Generalised agent for solving higher board states of tic tac toe using Reinforcement Learning
Bhavuk Kalra

TL;DR
This paper introduces a generalized reinforcement learning algorithm for solving higher-dimensional tic tac toe boards, aiming to efficiently determine optimal moves faster than traditional recursive methods like Min-Max.
Contribution
The study proposes a novel approximate, learning-based algorithm that generalizes to larger tic tac toe boards, with minimal code modifications and promising results.
Findings
High win-to-draw ratio achieved with training epochs
Algorithm effectively generalizes to larger board sizes
Potential applicability to other complex board games
Abstract
Tic Tac Toe is amongst the most well-known games.

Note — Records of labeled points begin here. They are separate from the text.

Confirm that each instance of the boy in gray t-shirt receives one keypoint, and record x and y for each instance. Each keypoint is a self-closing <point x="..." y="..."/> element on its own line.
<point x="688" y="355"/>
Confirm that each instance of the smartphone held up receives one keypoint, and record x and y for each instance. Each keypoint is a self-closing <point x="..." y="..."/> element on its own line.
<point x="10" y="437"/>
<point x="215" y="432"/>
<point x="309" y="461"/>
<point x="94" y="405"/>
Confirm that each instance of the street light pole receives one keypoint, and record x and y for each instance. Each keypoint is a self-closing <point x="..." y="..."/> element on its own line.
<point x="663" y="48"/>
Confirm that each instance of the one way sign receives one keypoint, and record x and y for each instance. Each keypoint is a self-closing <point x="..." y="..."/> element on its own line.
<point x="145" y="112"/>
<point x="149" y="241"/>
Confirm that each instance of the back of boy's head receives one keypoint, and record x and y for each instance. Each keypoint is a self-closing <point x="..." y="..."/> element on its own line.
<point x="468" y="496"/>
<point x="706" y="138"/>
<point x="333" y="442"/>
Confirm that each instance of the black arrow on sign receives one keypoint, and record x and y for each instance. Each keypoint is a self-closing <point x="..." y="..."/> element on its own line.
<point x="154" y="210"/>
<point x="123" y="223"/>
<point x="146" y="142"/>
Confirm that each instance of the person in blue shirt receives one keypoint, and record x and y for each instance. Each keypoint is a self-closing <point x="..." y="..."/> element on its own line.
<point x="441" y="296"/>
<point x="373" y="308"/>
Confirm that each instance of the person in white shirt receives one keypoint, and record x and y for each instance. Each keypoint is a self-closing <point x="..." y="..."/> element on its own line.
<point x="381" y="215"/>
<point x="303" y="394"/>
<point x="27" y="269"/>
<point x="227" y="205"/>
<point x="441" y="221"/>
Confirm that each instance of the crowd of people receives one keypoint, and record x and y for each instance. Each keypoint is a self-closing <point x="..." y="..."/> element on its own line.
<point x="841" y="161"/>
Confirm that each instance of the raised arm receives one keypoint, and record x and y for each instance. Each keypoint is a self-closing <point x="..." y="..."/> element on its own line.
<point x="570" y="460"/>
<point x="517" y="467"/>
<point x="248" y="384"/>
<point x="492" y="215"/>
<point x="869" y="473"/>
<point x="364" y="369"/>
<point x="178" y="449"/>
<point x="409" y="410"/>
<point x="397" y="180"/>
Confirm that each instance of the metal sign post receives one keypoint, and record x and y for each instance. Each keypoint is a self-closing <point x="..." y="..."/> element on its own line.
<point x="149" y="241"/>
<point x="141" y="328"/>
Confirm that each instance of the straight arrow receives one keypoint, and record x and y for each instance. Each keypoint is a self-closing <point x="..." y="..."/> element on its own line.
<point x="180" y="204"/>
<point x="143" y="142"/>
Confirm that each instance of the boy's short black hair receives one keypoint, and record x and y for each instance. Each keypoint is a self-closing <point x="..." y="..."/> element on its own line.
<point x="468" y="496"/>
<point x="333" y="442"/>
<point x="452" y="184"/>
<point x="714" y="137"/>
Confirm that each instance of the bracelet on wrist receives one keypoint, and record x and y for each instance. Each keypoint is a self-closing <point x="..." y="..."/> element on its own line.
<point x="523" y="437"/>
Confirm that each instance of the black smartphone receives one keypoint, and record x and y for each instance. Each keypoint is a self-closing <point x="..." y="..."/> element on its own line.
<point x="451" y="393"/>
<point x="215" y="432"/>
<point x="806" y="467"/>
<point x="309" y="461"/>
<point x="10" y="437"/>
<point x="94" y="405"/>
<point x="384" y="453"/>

It has already been shown that it is a biased game, giving more chances to win for the first player leaving only a draw or a loss as possibilities for the opponent, assuming both the players play optimally. Thus on average majority of the games played result in a draw. The majority of the latest research on how to solve a tic tac toe board state employs strategies such as Genetic Algorithms, Neural Networks, Co-Evolution, and Evolutionary Programming. But these approaches deal with a trivial board state of 3X3 and very little research has been done for a generalized algorithm to solve 4X4,5X5,6X6 and many higher states. Even though an algorithm exists which is Min-Max but it takes a lot of time in coming up with an ideal move due to its recursive nature of implementation. A Sample has been created on this link…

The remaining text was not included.